# Kaggle Competition : Home Credit Default Risk

> Predict how capable each applicant is of repaying a loan.

References:<br>
[Data Sources](https://www.kaggle.com/c/home-credit-default-risk/data) <br>
[Credit Fraud || Dealing with Imbalanced Datasets](https://www.kaggle.com/janiobachmann/credit-fraud-dealing-with-imbalanced-datasets)<br>
[信用卡詐騙分析-不平衡資料分析與處理](https://medium.com/%E6%A9%9F%E5%99%A8%E5%AD%B8%E7%BF%92%E7%9F%A5%E8%AD%98%E6%AD%B7%E7%A8%8B/%E4%BF%A1%E7%94%A8%E5%8D%A1%E8%A9%90%E9%A8%99%E5%88%86%E6%9E%90-%E4%B8%8D%E5%B9%B3%E8%A1%A1%E8%B3%87%E6%96%99%E5%88%86%E6%9E%90%E8%88%87%E8%99%95%E7%90%86kernel%E7%BF%BB%E8%AD%AFpart1-7f1b0a645f9a)<br><br>

task:

> 1. Check dataset

> 2. Data Processing

> 3. Under-sampling

> 4. Over-sampling (SMOTE Technique)


# 1. Check dataset

In [143]:
import pandas as pd
import numpy as np

In [144]:
df = pd.read_csv('data/home_default/application_train.csv')

In [145]:
df.shape

(307511, 122)

In [146]:
df.head()

Unnamed: 0,SK_ID_CURR,TARGET,NAME_CONTRACT_TYPE,CODE_GENDER,FLAG_OWN_CAR,FLAG_OWN_REALTY,CNT_CHILDREN,AMT_INCOME_TOTAL,AMT_CREDIT,AMT_ANNUITY,...,FLAG_DOCUMENT_18,FLAG_DOCUMENT_19,FLAG_DOCUMENT_20,FLAG_DOCUMENT_21,AMT_REQ_CREDIT_BUREAU_HOUR,AMT_REQ_CREDIT_BUREAU_DAY,AMT_REQ_CREDIT_BUREAU_WEEK,AMT_REQ_CREDIT_BUREAU_MON,AMT_REQ_CREDIT_BUREAU_QRT,AMT_REQ_CREDIT_BUREAU_YEAR
0,100002,1,Cash loans,M,N,Y,0,202500.0,406597.5,24700.5,...,0,0,0,0,0.0,0.0,0.0,0.0,0.0,1.0
1,100003,0,Cash loans,F,N,N,0,270000.0,1293502.5,35698.5,...,0,0,0,0,0.0,0.0,0.0,0.0,0.0,0.0
2,100004,0,Revolving loans,M,Y,Y,0,67500.0,135000.0,6750.0,...,0,0,0,0,0.0,0.0,0.0,0.0,0.0,0.0
3,100006,0,Cash loans,F,N,Y,0,135000.0,312682.5,29686.5,...,0,0,0,0,,,,,,
4,100007,0,Cash loans,M,N,Y,0,121500.0,513000.0,21865.5,...,0,0,0,0,0.0,0.0,0.0,0.0,0.0,0.0


#### inbalanced data

91% of data is 0 (loans that were repaid on time), 8% of data is 1 (loans that were not repaid on time). 

In [147]:
df['TARGET'].value_counts(normalize=True)

0    0.919271
1    0.080729
Name: TARGET, dtype: float64

#### train test split

In [148]:
# define training and testing data
y = df['TARGET']
X = df.copy().drop(columns = ['TARGET'])

In [149]:
from sklearn.model_selection import train_test_split

X_train, X_test, y_train, y_test = train_test_split(X, y, test_size=0.2, random_state=42)

# 2. Data Processing

task:

> a.
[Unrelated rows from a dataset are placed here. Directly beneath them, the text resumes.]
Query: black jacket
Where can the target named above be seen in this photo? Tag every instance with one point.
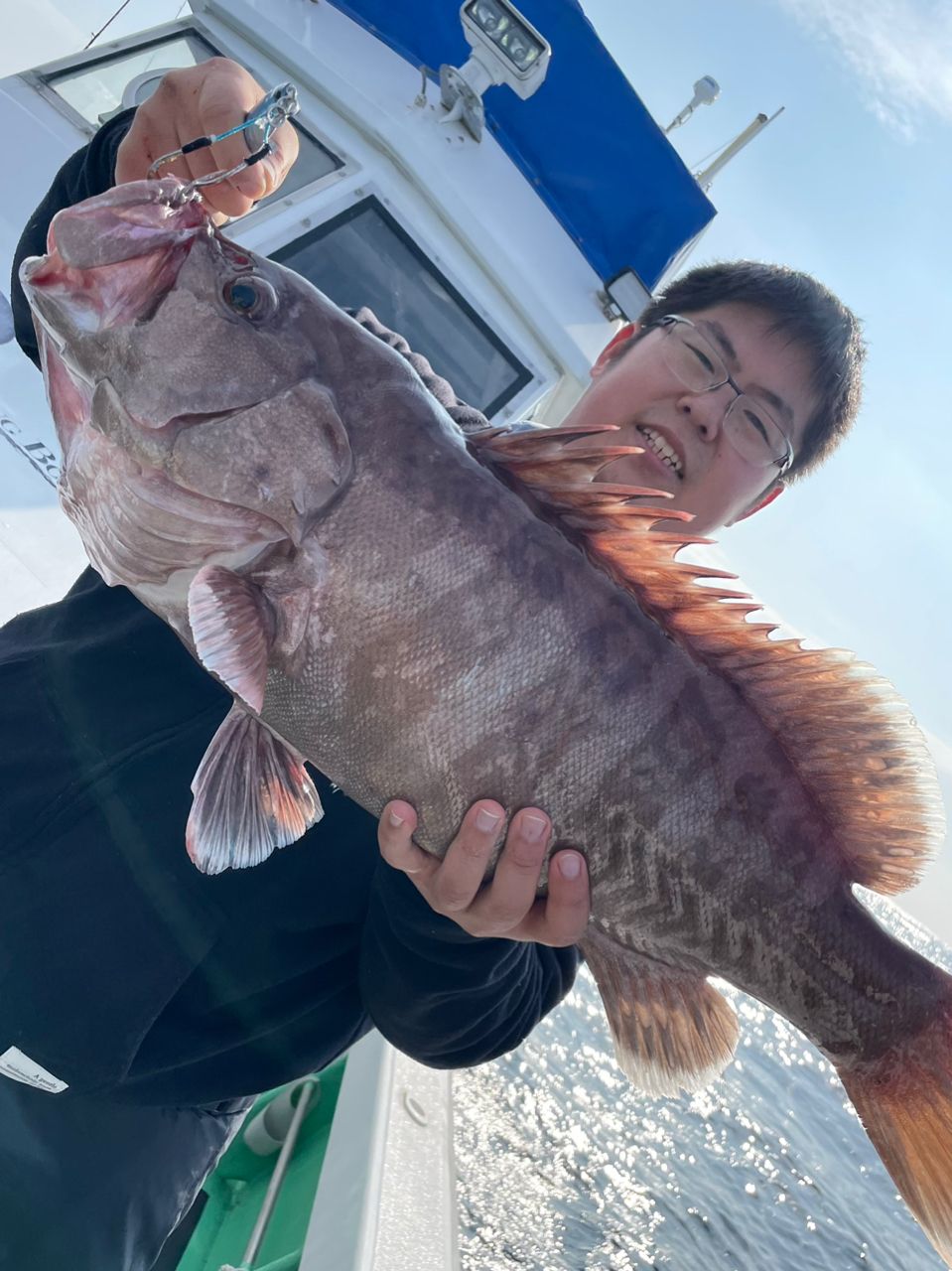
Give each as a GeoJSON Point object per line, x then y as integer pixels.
{"type": "Point", "coordinates": [125, 971]}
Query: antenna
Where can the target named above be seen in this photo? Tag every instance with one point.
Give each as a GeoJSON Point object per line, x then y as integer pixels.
{"type": "Point", "coordinates": [707, 175]}
{"type": "Point", "coordinates": [706, 90]}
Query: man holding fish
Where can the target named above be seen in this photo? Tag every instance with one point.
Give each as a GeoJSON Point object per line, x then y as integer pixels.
{"type": "Point", "coordinates": [143, 1002]}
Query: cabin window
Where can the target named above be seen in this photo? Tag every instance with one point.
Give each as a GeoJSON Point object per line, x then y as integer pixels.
{"type": "Point", "coordinates": [95, 89]}
{"type": "Point", "coordinates": [363, 257]}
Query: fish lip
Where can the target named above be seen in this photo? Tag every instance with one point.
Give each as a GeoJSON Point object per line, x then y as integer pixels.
{"type": "Point", "coordinates": [672, 441]}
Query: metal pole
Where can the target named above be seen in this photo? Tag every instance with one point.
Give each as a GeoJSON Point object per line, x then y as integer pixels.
{"type": "Point", "coordinates": [277, 1179]}
{"type": "Point", "coordinates": [739, 143]}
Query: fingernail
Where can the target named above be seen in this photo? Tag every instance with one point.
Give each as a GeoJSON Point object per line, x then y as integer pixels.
{"type": "Point", "coordinates": [570, 865]}
{"type": "Point", "coordinates": [487, 820]}
{"type": "Point", "coordinates": [533, 827]}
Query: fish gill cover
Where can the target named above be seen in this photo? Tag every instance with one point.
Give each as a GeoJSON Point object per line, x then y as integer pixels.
{"type": "Point", "coordinates": [585, 140]}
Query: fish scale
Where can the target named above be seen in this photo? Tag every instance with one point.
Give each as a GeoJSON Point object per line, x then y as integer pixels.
{"type": "Point", "coordinates": [444, 618]}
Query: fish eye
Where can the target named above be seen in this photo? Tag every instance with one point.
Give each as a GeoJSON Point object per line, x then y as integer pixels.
{"type": "Point", "coordinates": [249, 296]}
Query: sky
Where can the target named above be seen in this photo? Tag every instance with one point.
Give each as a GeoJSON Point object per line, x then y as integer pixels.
{"type": "Point", "coordinates": [852, 183]}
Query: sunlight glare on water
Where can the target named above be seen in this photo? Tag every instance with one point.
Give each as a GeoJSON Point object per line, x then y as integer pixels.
{"type": "Point", "coordinates": [563, 1167]}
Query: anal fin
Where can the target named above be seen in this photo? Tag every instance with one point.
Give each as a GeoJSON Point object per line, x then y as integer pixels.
{"type": "Point", "coordinates": [672, 1030]}
{"type": "Point", "coordinates": [252, 795]}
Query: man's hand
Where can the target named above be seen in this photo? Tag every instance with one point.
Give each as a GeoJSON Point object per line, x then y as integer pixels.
{"type": "Point", "coordinates": [507, 907]}
{"type": "Point", "coordinates": [199, 102]}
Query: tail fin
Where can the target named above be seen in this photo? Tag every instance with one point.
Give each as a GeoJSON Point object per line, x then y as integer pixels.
{"type": "Point", "coordinates": [903, 1101]}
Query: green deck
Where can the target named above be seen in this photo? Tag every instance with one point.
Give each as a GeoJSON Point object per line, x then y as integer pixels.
{"type": "Point", "coordinates": [236, 1189]}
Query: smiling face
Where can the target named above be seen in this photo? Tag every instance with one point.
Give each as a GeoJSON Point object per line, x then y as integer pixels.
{"type": "Point", "coordinates": [687, 452]}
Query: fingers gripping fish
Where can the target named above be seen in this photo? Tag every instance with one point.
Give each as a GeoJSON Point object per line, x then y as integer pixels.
{"type": "Point", "coordinates": [439, 618]}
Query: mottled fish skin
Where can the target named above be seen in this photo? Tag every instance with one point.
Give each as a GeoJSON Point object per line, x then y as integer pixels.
{"type": "Point", "coordinates": [400, 617]}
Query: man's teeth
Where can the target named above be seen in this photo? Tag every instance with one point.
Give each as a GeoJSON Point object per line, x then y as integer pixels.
{"type": "Point", "coordinates": [661, 449]}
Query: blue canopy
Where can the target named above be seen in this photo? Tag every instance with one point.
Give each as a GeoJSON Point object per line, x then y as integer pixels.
{"type": "Point", "coordinates": [585, 140]}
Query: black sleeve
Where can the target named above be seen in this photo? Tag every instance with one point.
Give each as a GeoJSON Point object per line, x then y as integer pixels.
{"type": "Point", "coordinates": [447, 998]}
{"type": "Point", "coordinates": [91, 171]}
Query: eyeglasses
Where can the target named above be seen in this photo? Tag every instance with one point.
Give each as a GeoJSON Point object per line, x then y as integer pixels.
{"type": "Point", "coordinates": [750, 429]}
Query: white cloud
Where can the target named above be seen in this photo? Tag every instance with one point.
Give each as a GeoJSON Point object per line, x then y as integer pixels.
{"type": "Point", "coordinates": [898, 50]}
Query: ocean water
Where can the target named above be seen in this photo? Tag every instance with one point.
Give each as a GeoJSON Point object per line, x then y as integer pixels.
{"type": "Point", "coordinates": [562, 1167]}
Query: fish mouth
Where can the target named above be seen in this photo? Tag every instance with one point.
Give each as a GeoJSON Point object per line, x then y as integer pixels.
{"type": "Point", "coordinates": [196, 418]}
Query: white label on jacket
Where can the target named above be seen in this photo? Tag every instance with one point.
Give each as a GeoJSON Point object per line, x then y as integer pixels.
{"type": "Point", "coordinates": [22, 1067]}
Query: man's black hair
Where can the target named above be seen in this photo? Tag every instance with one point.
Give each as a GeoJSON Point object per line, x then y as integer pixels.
{"type": "Point", "coordinates": [803, 310]}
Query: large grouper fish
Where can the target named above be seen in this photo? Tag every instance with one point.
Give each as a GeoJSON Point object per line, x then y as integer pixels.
{"type": "Point", "coordinates": [441, 618]}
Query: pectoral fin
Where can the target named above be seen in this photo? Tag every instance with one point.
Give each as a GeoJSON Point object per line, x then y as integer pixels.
{"type": "Point", "coordinates": [231, 627]}
{"type": "Point", "coordinates": [672, 1031]}
{"type": "Point", "coordinates": [252, 795]}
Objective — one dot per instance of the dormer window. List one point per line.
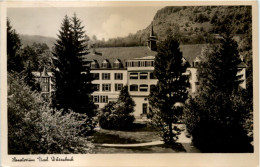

Outlinear

> b. Missing value

> c. Transform categorical data

> d. Scaling

#### a. deal with Outlinear

We find anomalies when df['DAYS_EMPLOYED'] == 365243, now check whether this has influence on target. 

In [None]:
anom = df[df['DAYS_EMPLOYED'] == 365243]
non_anom = df[df['DAYS_EMPLOYED'] != 365243]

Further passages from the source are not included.